Artistes entre Luxembourg et Berlin / Nik Bohnenberger: „J’ai trouvé mon courage à Berlin“
Prodige musical, Nik Bohnenberger a appris à jouer le cor en fa à cinq ans, commencé à composer à douze ans, écrit sa première création à seize, avant d’étudier à l’UDK à Berlin, où il termine son master. Il collabore avec l’Orchestre philharmonique du Luxembourg, l’Orchestre national brandebourgeois de Francfort-Oder ou United Instruments of Lucilin. Son opéra, Nacht, a fait sa première en juillet dernier au Staatstheater de Kassel. Rencontre avec un passionné transdisciplinaire, toujours à l’affût de nouvelles expérimentations.

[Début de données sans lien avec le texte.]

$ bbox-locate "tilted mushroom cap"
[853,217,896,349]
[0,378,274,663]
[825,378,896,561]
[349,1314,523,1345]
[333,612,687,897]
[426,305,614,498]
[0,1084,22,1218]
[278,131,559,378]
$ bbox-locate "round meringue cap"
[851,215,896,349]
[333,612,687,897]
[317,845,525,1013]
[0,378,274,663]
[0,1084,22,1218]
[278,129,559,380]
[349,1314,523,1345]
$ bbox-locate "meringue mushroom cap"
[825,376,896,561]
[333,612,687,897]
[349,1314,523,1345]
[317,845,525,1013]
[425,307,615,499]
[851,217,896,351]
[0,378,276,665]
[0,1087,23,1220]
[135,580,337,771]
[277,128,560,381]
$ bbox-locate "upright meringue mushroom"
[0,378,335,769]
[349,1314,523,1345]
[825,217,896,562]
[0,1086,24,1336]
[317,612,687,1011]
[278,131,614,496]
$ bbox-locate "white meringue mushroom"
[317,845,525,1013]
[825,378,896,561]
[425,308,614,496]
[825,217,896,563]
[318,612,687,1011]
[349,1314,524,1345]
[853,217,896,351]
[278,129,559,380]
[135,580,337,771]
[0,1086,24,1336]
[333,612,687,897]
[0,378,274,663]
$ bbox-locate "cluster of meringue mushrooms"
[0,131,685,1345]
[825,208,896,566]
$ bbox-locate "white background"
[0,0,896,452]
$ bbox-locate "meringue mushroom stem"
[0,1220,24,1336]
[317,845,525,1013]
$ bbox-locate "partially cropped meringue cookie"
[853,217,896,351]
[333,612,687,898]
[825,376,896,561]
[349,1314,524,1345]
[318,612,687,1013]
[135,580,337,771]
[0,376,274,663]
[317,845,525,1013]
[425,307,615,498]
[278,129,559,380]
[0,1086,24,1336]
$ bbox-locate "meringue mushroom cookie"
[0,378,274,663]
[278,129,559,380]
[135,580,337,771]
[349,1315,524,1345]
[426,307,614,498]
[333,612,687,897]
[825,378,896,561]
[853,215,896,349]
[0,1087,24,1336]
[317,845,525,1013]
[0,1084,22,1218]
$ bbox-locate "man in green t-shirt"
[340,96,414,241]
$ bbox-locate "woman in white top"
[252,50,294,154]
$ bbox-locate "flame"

Longtemps, Nik Bohnenberger a habité le quartier de Sprengelkiez, à Wedding. A présent qu’il s’apprête à déménager à Neukölln, il regarde avec nostalgie les petites rues tranquilles, les terrasses des cafés. „C’est très chouette ici. Avec la rivière qui passe et le lac Plötzensee, pas loin …“ Nik Bohnenberger est arrivé à Berlin pour faire ses études à la réputée UDK, Universität der Kunst. „Mon père m’avait dit qu’il était important, en tant que musicien, de partir ailleurs, de s’éloigner. Après le bac, nombre de mes amis ont déménagé à Strasbourg, Bruxelles ou Cologne, mais moi, je voulais vraiment essayer d’aller plus loin. Pour ne pas avoir la possibilité de rentrer à Luxembourg toutes les semaines. Car je suis très proche de ma famille, on joue de la musique tous ensemble dans mon village, donc j’aurais pu avoir l’envie d’y retourner souvent. Mais je me suis dit que non, que j’allais essayer d’établir quelque chose à Berlin. Et aujourd’hui, j’y suis depuis onze ans.“
S’éloigner pour se réinventer
Le fait de s’éloigner ainsi de sa zone de confort a constitué pour Nik Bohnenberger une façon de s’émanciper, de trouver sa voix propre en tant que compositeur. „C’était très important pour moi. Je n’avais pas besoin de prendre de distance avec ma famille, j’adore être avec eux, et j’aime être au Luxembourg. Mais quand j’avais 18-20 ans, j’avais déjà une petite carrière au Luxembourg et j’avais l’impression qu’il y avait des attentes précises par rapport à ce que je faisais — une sorte de pièce pour orchestre d’harmonie, assez programmatique, avec des mélodies, tout ça … J’avais écrit beaucoup de pièces du genre quand j’étais adolescent, et jusqu’à mes 23 ans, en gros. Et ça aurait pu fonctionner comme carrière. Mais ce n’était pas ce que je voulais.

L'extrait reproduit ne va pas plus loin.